Critique and Mobility

Trying to start again with some issues from last year. Through one of the hotseats for the Networked Learning Conference I had tried to find a copy of a paper by Richard Hall. I had given up but now today I try again and find that Amazon has a few pages so I can get an idea of it. Not sure how much I can quote but here are a few words, there is mention of a project to " imagine alternatives that reclaim humanity from the fetishization of an Empire of things."

So the attraction of mobile devices is presented as a fetish. The USA as Empire is assumed, as it often is.

Previously I found a blog post that I guessed was similar to the article. Today I found another one that is much more general about the neoliberal university. I am beginning to wonder if the concern has much to do with technology as such. Sometimes it appears there is a method of critique that can be applied to anything. So I don't expect to discover much about mobile technology as such. and the book is about £60, hardback only. OK if you're already inside a neoliberal university I guess.

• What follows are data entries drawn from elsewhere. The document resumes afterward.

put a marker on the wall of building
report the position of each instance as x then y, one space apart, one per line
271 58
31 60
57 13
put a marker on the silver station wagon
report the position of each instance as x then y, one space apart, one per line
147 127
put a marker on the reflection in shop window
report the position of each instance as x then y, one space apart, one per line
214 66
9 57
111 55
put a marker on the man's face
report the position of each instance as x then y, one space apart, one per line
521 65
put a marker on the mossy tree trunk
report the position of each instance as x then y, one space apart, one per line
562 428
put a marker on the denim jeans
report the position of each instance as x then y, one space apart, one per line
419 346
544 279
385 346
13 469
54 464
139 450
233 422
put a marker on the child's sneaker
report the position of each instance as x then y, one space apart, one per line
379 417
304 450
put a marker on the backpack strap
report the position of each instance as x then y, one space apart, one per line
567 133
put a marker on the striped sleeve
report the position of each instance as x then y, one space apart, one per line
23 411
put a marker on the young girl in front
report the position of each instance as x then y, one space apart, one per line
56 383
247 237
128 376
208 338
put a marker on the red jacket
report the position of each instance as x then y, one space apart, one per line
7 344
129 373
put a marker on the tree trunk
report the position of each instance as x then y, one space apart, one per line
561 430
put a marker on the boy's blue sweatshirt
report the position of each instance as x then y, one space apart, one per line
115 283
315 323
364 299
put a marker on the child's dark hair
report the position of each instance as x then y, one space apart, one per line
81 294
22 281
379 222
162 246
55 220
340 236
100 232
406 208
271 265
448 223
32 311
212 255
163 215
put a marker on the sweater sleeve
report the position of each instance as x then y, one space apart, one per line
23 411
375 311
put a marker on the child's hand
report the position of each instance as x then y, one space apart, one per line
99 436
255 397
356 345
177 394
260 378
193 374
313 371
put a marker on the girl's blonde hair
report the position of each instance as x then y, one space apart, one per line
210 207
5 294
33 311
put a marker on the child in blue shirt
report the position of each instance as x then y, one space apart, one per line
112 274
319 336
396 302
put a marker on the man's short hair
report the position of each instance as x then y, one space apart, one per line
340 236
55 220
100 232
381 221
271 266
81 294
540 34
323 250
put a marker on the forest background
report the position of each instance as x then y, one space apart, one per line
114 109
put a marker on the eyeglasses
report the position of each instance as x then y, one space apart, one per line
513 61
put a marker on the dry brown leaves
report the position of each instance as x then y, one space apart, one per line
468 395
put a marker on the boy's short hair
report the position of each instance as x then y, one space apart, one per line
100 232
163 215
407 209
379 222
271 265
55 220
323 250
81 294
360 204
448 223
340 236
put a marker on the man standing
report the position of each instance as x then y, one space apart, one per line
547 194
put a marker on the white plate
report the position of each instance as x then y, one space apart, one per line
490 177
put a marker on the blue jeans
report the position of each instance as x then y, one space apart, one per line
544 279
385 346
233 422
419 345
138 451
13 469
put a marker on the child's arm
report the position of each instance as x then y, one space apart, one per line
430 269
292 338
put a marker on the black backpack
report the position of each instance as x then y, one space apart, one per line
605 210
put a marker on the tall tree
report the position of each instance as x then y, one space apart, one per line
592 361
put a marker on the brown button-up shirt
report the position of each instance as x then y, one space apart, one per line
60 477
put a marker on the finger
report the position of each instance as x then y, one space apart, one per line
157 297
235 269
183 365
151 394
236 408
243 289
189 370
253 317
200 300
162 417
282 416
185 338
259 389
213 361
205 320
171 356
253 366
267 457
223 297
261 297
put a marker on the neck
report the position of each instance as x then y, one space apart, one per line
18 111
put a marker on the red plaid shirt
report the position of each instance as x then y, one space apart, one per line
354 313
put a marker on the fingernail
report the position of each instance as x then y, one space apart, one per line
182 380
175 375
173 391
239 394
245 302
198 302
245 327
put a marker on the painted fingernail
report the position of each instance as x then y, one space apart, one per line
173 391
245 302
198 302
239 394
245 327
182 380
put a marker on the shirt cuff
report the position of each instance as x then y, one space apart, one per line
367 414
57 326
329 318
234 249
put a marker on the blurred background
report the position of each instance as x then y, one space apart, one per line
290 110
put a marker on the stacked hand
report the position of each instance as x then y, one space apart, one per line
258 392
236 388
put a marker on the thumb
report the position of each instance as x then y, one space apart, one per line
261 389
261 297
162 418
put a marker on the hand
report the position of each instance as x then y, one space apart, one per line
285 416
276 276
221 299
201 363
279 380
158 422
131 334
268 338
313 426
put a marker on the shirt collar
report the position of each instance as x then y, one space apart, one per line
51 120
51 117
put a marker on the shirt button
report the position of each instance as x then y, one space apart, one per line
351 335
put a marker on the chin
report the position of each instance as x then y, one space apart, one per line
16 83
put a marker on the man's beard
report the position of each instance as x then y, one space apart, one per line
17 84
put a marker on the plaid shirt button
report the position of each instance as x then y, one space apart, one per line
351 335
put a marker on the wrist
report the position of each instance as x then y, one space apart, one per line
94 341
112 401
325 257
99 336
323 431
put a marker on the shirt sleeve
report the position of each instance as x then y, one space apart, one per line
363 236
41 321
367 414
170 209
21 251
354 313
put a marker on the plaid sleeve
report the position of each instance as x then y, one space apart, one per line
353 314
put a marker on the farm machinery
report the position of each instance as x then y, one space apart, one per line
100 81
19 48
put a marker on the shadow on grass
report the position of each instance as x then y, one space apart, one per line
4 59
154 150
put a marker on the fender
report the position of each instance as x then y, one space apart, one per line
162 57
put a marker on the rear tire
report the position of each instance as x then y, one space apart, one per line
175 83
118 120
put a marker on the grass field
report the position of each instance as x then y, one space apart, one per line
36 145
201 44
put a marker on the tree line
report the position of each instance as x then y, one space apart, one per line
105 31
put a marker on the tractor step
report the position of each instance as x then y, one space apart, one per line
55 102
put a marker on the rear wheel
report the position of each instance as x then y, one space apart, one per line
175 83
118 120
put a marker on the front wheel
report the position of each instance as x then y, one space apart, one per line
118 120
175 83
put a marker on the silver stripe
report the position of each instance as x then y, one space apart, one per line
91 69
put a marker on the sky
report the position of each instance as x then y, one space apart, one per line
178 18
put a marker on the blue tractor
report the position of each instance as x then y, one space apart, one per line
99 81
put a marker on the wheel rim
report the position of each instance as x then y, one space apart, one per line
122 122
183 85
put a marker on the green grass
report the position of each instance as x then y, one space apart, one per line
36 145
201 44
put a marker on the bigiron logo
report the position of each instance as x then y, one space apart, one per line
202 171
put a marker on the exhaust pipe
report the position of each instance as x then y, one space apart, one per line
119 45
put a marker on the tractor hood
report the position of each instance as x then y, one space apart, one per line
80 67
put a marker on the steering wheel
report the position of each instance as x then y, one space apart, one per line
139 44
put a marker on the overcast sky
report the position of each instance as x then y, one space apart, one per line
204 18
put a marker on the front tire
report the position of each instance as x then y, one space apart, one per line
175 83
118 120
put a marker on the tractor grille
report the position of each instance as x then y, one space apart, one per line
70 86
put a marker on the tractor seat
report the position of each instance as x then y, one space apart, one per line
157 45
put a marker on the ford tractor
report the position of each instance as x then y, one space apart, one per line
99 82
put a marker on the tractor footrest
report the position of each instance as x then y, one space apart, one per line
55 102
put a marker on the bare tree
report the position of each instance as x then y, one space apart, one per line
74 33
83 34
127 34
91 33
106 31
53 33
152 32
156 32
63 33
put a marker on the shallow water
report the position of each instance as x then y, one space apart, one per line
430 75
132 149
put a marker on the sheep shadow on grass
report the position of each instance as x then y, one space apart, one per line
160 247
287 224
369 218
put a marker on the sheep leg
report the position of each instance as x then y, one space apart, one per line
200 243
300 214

I hope that more of the content becomes available as blog posts so it can be public. Proposed papers for future conferences can coexist.

Meanwhile there is a MOOC coming up with Bruno Latour. I am going to try to follow it. He also has a site for a version of a book at Modes Of Existence . This continues something from the proposal that we were never modern. So I should get a better idea of how modernity is understood. Was there some time long ago when universities had no commercial pressure? Can we get back there?

The MOOC or something like it is now more or less normal technology. The knocking copy is not going to stop it. It can be contested, like universities and other education.